I wait, unsure of what to say, hoping he will start explaining. The silence stretches between us for a long moment, until he releases a huff and continues, “I have your phone. Someone named ‘Em’ was texting your name in all caps last week. Along with what must have been the maximum emoji limit.”

A gamut of emotion runs through me—trepidation, relief. Anger. “You took my phone?!”

He pins me with a level stare. “You lied to me, Librarian.”

My unease gives way to outrage and, for better or for worse, sarcasm.

“Oh? Did I? You, a huge terrifying man I don’t know, intimidates me and then grabs me when I’m alone at my place of work, but I had the audacity to lie to you?

How rude of me! I should be nicer to men who assault me in the future. ”

“I didn’t assault—” He bites the word off, jaw clenching. “Look, I’m sorry. I was . . .” he pauses, searching for the right word, taking so long that I wonder what’s going through his head. Finally he lands on, “stressed. I reacted poorly.”

“You think?” I say, forgetting momentarily that pissing off the stranger—Kade—probably isn’t a good idea given my present circumstances.

“It’s more complicated than you know,” he says, his voice going gruff. There’s an odd hint of pain in it now that wasn’t there before.

“Then explain it to me.” I lean forward, desperation creeping in. “I need to know what’s happening to me. And what was that shadow . . . Thing? And why are you—” I almost say, following me, but think better of it, “ —helping me?”

He rakes a hand through his dark hair, the motion sharp with tension. “You may not like the answer. It’s not something most people are ever privy to.”

I tip my chin up stubbornly. “I’d rather have an answer I don’t like than no answer at all. What is it?”

He hesitates, and when he speaks, his words are careful and measured. “You would call it ‘magic’.”

My world tilts on its axis. Magic. Gripping the edge of the bed, I try to take a calming breath but only manage a shallow gulp. From across the room, I feel Kade’s eyes on me, assessing my response.

“Magic,” I repeat, my mouth not wanting to even say it. “Magic isn’t . . . that’s not . . .”

But I trail off, because what exactly am I going to say? That it’s not real? I was just attacked by a shadow creature, and I have a glowing mark on my arm. The evidence is literally branded onto my skin.

The implications crash over me. If magic exists, then my understanding of the world, the very foundation of reality as I know it, has all been incomplete. Worse than incomplete. Incorrect.

My mind fights to reject this assessment. The idea of magic is absurd.

But I have to look at the evidence in front of me, not my preconceived notions of how things ought to be. Wrangling my spiraling thoughts, I force myself to acknowledge the facts. And when I do that, then Kade’s answer—simply, “magic”—seems almost too easy.

My eyes narrow. I don’t think he’s lying, not exactly. Oversimplifying, yes.

I’m going to need more data.

“Let’s say I believe you.” I sit up straighter, pushing my disbelief aside in favor of the comforting habit of academic curiosity.

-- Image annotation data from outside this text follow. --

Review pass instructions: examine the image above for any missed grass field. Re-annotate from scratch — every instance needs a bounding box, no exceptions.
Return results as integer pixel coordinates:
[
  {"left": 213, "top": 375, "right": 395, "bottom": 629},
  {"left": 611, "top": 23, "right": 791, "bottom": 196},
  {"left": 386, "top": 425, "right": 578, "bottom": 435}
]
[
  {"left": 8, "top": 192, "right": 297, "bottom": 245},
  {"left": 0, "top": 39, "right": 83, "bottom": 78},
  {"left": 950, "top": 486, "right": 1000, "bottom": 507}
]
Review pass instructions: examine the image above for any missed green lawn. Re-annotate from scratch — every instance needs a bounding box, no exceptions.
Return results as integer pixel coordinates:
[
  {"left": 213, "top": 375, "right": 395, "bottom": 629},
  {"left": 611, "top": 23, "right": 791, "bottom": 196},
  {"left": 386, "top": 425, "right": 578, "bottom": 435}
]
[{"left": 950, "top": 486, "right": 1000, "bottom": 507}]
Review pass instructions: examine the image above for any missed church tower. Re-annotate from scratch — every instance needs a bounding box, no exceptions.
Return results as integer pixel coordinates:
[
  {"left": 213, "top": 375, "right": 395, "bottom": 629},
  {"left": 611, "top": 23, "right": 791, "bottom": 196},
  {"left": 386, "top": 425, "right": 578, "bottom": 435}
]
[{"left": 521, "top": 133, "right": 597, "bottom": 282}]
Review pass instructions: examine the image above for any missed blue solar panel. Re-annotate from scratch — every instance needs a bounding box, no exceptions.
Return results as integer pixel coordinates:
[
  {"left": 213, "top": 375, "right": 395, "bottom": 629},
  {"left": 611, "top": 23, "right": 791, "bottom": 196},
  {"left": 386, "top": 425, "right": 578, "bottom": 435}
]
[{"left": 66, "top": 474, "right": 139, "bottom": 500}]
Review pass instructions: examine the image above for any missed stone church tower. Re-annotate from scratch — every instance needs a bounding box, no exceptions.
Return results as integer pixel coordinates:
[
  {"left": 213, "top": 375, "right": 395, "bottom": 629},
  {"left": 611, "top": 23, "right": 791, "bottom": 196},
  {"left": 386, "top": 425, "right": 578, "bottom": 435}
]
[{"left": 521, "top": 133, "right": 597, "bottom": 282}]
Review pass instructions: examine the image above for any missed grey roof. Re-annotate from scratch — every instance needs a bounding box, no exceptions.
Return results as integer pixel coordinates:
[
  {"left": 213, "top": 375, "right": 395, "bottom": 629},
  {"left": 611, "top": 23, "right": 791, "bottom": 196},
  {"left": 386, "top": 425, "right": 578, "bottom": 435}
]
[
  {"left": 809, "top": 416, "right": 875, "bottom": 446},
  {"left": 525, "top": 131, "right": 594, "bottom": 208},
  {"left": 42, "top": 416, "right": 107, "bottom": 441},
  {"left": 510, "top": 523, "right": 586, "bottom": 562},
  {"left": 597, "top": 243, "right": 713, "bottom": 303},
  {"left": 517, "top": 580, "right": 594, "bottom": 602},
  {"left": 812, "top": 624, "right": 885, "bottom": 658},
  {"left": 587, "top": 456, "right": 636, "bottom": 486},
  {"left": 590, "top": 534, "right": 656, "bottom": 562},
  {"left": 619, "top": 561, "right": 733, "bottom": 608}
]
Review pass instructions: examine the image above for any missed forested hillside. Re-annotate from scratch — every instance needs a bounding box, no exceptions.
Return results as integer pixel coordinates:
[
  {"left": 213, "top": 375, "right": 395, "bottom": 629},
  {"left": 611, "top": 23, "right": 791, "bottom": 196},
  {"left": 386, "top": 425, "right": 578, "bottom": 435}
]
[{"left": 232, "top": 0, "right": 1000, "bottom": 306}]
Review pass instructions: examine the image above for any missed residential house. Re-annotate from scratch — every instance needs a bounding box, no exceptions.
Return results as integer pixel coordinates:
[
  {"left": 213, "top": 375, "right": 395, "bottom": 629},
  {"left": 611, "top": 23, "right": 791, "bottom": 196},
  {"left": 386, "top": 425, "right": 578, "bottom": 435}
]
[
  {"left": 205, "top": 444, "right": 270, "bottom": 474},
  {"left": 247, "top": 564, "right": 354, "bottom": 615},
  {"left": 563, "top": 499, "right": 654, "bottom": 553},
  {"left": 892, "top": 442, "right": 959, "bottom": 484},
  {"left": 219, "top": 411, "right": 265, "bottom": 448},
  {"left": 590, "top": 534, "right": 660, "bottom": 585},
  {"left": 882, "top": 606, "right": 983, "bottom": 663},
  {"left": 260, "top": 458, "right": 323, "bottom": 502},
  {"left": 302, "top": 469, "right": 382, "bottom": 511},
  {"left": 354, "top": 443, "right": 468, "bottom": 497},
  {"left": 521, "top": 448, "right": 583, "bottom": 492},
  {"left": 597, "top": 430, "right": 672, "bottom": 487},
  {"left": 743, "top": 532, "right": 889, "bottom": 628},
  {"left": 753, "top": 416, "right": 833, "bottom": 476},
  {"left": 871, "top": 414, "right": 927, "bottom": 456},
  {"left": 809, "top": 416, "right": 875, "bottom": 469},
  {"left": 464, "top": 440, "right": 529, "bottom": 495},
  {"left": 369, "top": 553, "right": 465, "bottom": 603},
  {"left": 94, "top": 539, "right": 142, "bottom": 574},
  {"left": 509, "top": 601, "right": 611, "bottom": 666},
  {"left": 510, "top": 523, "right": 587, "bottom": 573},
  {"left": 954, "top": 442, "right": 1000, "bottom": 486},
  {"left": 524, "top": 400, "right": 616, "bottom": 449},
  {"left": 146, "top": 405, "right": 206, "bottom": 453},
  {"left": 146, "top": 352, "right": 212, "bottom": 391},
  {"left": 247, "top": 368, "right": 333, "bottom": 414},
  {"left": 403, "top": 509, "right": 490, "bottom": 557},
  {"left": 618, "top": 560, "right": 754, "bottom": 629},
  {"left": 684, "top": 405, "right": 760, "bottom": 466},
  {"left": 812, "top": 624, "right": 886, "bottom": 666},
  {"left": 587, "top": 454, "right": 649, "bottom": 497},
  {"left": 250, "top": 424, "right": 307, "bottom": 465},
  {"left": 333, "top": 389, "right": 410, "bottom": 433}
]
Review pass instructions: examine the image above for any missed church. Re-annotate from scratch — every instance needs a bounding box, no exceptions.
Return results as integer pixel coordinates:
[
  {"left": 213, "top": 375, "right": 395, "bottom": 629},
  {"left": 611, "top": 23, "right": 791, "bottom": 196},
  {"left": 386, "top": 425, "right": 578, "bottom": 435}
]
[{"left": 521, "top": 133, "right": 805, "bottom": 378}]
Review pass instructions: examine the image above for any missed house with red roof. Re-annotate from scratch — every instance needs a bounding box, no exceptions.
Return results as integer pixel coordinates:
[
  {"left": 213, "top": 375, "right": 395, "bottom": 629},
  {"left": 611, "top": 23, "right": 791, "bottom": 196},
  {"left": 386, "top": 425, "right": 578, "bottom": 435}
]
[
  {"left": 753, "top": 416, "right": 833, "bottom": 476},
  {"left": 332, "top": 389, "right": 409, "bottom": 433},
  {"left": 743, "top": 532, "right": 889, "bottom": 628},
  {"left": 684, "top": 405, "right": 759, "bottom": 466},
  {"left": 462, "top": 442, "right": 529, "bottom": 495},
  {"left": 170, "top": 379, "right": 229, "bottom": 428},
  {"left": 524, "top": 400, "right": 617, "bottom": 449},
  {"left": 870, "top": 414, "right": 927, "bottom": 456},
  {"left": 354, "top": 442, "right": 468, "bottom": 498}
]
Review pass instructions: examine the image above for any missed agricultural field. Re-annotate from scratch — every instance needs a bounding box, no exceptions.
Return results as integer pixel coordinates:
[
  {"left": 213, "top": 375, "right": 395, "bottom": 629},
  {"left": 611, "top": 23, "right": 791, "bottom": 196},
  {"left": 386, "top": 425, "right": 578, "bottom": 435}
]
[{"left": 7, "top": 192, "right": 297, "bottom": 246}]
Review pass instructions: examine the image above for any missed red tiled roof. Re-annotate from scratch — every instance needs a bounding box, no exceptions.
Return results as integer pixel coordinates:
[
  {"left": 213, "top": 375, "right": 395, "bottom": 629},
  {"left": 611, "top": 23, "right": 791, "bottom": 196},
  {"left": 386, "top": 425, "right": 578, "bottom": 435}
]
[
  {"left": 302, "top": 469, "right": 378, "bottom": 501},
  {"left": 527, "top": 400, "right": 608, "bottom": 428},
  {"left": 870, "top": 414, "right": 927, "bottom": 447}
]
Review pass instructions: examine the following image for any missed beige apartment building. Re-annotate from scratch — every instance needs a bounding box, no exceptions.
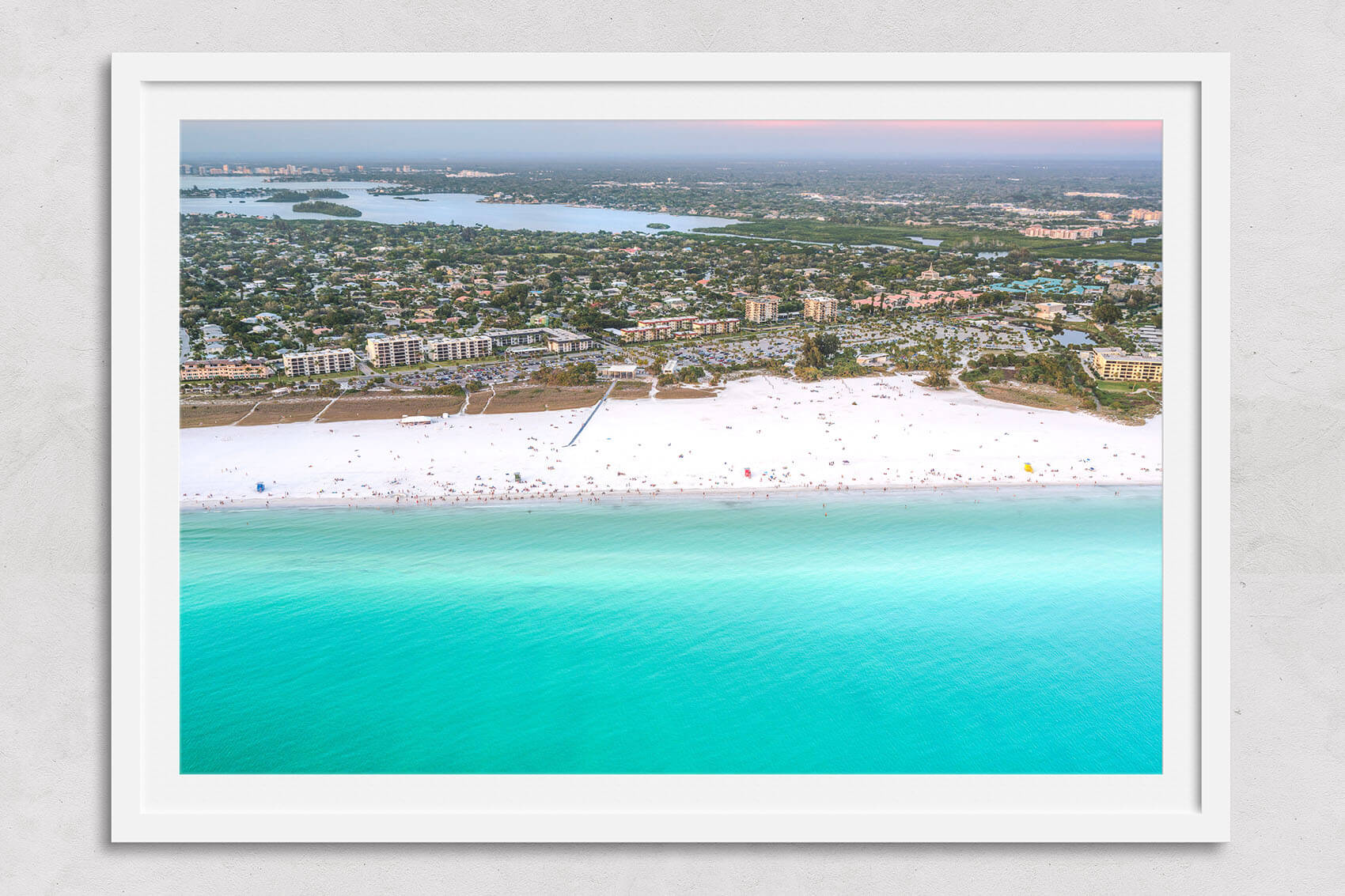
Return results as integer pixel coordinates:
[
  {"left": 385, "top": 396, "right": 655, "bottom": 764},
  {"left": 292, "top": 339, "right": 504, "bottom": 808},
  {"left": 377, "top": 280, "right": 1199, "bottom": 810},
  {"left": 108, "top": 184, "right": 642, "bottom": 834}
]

Because if this is true—well, there’s just so much to learn.

“Energy can’t be created or destroyed, only transformed.

Right? So where does the energy for magic come from?

How does it interact with physical matter?

Is it some kind of field we haven’t discovered yet? Or something to do with dark matter?”

“Alanna—” he chokes on my name, cutting himself off with a soft growl. But I pay it no mind, too invested in figuring this out. The possibilities spin.